I’m unable to play the YouTube video. Seems it’s been banned in the UK.
originally posted by: InhaleExhale
a reply to: intrptr
Are you alluding to the Howard Donahue theory that the Secret service accidentally shot him?
That is quite a tight theory in my opinion and does make a lot of sense.
The notion that one of the secret service could 'accidentally' shoot Kennedy in the head right during an assassination attempt doesn't sound a little coincidental to you?
Have you seen JFK: the smoking gun?
just the notion alone, yes it does.
originally posted by: intrptr
'All added up' there are many 'notions'. The stand down order not to ride on the Presidents limo, the open windows in the depository, the 'secret servicer' would never allow that along a parade route. Heres another pic taken from film footage seconds before the assassination...
Agents along the route would have scrambled into that building and shut everyone of those windows long before the limo arrived. Thats the limo turning the corner in the distance...
originally posted by: Rollie83
a reply to: intrptr
I don’t follow, sorry. All the same, the humans in charge of protecting a president make mistakes, and they can’t conceive of every precaution ahead of time. The fact that a lone nut was able to kill JFK produces perhaps one large criticism—that the protectors needed to have thought like a lone nut to have prevented Oswald’s actions. Instead, by habit they aimed their security schemes only at a higher average level of sophistication. Oswald slipped out from a crack.
The lesson has never really sunk in, and political assassinations in the US (and attempted assassinations) have, as nearly a rule, been carried out by whackos acting alone. Booth, Guiteau, Czolgosz, Sirhan, Fromme, Hinckley…the list goes on.
originally posted by: Harpua
This literally had me wondering if you were being serious.
If you are, clearly you haven't spent much time looking in to the investigation.
originally posted by: Rollie83
originally posted by: Harpua
This literally had me wondering if you were being serious.
If you are, clearly you haven't spent much time looking in to the investigation.

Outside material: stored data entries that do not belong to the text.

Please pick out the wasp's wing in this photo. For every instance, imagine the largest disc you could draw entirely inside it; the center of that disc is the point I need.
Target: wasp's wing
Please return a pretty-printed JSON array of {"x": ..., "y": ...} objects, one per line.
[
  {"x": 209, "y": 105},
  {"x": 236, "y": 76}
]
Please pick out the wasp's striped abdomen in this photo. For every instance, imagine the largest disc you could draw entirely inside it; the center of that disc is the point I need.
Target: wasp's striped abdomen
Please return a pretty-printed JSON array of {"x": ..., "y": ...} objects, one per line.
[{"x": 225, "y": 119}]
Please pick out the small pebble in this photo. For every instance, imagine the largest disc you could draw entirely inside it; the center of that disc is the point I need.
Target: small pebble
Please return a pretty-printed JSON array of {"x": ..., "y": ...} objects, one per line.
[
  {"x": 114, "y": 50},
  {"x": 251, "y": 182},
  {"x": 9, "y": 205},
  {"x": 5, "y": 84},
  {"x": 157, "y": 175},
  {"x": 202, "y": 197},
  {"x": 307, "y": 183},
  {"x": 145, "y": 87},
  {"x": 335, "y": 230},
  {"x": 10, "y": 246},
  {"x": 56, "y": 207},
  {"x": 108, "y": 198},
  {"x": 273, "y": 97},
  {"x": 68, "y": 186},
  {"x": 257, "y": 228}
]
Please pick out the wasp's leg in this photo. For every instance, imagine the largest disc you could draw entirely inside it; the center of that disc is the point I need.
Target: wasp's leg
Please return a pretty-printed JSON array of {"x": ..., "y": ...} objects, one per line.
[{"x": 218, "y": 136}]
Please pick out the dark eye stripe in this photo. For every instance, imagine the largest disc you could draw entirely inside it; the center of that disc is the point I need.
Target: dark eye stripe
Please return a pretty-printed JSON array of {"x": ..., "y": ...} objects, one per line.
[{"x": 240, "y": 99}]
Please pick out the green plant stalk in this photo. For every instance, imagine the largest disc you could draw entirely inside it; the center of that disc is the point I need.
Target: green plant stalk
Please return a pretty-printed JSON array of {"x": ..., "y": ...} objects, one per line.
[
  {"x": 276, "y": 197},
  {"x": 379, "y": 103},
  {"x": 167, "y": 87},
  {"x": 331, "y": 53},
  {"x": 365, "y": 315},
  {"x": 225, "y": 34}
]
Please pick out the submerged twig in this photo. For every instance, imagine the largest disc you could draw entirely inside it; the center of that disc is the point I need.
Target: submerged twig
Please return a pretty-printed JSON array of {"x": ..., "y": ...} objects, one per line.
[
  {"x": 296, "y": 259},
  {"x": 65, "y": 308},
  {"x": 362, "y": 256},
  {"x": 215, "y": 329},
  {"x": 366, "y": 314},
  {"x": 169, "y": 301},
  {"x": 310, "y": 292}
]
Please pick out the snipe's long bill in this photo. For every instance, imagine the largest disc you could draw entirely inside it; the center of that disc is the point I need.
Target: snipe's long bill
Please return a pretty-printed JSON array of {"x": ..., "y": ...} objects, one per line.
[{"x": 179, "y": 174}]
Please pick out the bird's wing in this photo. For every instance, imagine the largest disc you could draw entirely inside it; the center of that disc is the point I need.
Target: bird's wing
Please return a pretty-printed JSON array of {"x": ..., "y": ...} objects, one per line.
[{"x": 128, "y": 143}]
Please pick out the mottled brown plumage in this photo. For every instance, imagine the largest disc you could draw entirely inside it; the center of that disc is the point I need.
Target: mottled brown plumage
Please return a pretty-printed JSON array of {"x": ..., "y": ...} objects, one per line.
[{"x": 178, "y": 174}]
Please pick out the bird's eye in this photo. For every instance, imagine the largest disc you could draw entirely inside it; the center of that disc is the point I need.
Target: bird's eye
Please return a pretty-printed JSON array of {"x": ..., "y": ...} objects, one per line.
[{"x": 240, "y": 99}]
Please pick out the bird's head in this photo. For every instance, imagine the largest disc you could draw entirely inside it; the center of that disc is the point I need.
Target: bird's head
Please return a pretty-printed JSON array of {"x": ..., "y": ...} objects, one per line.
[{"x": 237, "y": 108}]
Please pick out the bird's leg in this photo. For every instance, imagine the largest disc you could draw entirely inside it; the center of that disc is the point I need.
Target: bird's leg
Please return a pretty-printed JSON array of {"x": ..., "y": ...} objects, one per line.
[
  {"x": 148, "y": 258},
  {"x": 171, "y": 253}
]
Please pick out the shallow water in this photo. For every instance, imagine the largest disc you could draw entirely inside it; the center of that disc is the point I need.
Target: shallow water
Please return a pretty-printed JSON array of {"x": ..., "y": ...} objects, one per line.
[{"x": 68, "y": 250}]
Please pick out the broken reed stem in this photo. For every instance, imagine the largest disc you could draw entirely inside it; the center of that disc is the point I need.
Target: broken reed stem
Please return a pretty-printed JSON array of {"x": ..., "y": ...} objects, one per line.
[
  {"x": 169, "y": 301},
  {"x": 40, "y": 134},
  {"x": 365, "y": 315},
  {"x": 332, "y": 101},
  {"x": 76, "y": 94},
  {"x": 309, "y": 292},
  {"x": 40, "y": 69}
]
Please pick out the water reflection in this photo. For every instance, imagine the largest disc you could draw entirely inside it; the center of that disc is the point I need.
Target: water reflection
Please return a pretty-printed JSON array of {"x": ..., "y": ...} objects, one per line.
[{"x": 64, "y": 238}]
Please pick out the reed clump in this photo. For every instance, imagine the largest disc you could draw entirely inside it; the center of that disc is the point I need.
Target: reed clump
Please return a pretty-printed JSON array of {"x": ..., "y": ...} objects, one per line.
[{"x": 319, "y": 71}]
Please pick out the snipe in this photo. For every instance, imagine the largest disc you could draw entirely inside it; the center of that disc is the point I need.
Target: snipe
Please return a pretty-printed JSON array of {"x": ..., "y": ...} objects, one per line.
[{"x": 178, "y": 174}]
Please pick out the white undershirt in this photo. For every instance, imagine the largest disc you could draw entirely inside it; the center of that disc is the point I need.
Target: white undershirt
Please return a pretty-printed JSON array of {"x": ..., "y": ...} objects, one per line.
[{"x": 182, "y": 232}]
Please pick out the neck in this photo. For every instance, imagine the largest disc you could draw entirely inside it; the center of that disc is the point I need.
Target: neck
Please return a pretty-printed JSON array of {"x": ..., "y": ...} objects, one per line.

What an odd thing to say, because you have no idea how much time I’ve spent looking into the investigation. Remember, people arrive at differing conclusions for all sorts of reasons, only one of which is a disparity in effort. Perhaps one of us has better information than the other, or is better qualified to judge what he/she perceives, or assigns credibility to a different range of sources, or is simply more suspicious by nature? There are many other possibilities to explain a difference of opinion, but it’s sufficient to say that that with a controversial topic such as the Kennedy assassination, two individuals can drive equally hard in seeking the truth, but still come to completely distinct judgments about it.